He also pointed to the proliferation of health care facilities such as assisted living residences and group homes as an indicator that the problem is not going to go away anytime soon.
"Many of the jobs in those facilities are low paying, entry-level jobs," he added. "They obviously provide a wage to those who work at those jobs, which is important, but they don't do much for the economy of the peninsula as a whole."
In fact, Hevesi says, "While wages increased [in Rockaway] in 2004, the average salary in Rockaway that year was the lowest of any region in Queens."
In fact, the report says that the average salary earned by those who work in Rockaway was $34,217 in 2004, far below that of other regions in Queens and New York City as a whole.

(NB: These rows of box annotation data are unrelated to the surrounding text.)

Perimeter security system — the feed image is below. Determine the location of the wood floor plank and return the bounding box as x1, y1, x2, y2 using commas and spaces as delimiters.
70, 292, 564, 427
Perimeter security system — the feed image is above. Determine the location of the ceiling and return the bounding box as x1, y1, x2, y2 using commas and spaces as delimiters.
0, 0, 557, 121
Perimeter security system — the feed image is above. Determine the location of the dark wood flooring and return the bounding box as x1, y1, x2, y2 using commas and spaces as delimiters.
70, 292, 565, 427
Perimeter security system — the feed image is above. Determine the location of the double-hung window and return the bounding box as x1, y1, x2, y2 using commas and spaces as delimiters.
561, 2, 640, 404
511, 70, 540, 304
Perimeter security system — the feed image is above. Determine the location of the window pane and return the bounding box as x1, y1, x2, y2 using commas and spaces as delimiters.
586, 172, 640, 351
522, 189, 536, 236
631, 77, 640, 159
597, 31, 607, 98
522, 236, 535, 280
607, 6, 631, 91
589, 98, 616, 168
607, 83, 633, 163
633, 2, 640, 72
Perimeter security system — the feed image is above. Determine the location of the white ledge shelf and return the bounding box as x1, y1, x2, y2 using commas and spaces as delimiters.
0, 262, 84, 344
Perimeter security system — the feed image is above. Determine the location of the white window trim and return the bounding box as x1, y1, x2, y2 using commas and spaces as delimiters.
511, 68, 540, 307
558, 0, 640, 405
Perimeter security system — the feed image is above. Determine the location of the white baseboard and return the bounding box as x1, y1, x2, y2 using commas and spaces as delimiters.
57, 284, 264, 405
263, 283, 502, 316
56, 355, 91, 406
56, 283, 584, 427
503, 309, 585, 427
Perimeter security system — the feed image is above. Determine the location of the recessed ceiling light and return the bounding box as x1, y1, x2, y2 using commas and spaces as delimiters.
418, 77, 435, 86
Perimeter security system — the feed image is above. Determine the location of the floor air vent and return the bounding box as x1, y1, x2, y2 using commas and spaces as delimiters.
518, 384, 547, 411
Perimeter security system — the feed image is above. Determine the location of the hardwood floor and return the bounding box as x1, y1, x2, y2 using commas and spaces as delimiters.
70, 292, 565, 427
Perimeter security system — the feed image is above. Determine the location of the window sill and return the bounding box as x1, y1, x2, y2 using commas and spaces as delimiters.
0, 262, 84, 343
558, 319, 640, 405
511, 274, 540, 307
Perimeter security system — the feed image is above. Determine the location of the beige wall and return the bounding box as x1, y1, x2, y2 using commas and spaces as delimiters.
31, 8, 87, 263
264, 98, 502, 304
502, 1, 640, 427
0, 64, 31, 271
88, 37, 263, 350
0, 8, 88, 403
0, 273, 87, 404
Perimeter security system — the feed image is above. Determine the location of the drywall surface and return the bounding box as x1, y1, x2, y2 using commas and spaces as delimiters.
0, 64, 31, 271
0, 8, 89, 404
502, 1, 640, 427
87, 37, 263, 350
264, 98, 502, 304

For example, the average salary earned by those working in western Queens (Astoria, LIC, Corona) was $41,140.
Part of the problem that Rockaway faces, according to the report, is that has both a high percentage of those younger than 20 years of age (31.5 percent as against 25.2 percent for the rest of the borough) as well as a high percentage of those over 65 years of age because of the many nursing homes on the peninsula.
Since manufacturing jobs generally pay more than those in the health care area, many in Rockaway are looking to the Arverne By The Sea development to bring those higher-paying positions to Rockaway. A new plant to manufacture and distribute jeans will soon begin development on the peninsula and more than 250,000 square feet of commercial and retail space is planned for the first phase of that project alone. The Arverne East plan will reportedly include an additional 600,000 square feet of retail and commercial space.
"That will go a long way to moving some of Rockaway's eggs from the health care basket to other areas," the jobs expert said recently. "That is something that Rockaway has needed for nearly 50 years."